While reading the passages from the end of May my heart really got to beating over a big mistake I made. This is not Babu’s Junior year, this is her Senior year! I was starting to get the hints as I was reading about her class ring and pictures, but I’ve done the math and she is only 17. I graduated at 17 also so it shouldn’t have been so confusing. She talks about class day coming up and her graduation pictures are almost ready and then she wrote something that made me very happy and gave me a lurch of hope. She wrote: “I want to go to prom.” Oh, blog, I hope she does!

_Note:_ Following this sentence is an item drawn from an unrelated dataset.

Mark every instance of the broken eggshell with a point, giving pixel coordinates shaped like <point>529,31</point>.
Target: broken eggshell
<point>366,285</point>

She finally made her decision and signed up for the “Secretarial Sciences” program at Bay Path. It must have felt good for her to have that decision made and I hope she was looking forward to it with excitement.
This was all the end of May, which ended the way it began, with Spring hopefulness and graduation excitement! The middle of May was a little more glum with some passages of hers I will keep private. Little things can seem so big in adolescence and sometimes we can say things that don’t actually reflect who we really are or who we are going to become. I believe we try things on at that age, put them on see how they fit. We are trying to see is thoughts and beliefs sit right with us because we don’t really yet know. Needless to say, it doesn’t look like it’s going to work out with Caveman. I do hope they stay friends.
She has two assignments due for Miss Short and angst over hoping both of them will be accepted. She has some kind of committee project that no one is showing up for. She has a family member who stays to visit and doesn’t come home that night and Babu is frankly appalled at that behavior. She is still pining over “W.B.Z.” and I’m sure we all felt a pang of sympathy. Has anyone not felt that feeling of unrequited love and does not know exactly how it feels? And also, get this!, a boy tell hers her hair cut looks “lousy” and she should make it grow long!
The month certainly had it tense moments but through it all she is still pulling her usual pranks. Jenette tells Mrs. Cunningham, the piano teacher, a “Sorry story about her finger.” and she does no go to lessons. I’m suspicious it was not just a sorry story but a tall tale. She also acts crazy at the bowling alley, dancing and being goofy.
It’s dizzying to watch as the mechanics of her life, fate or just momentum, are sweeping her along, quickly it seems, towards what her life will become.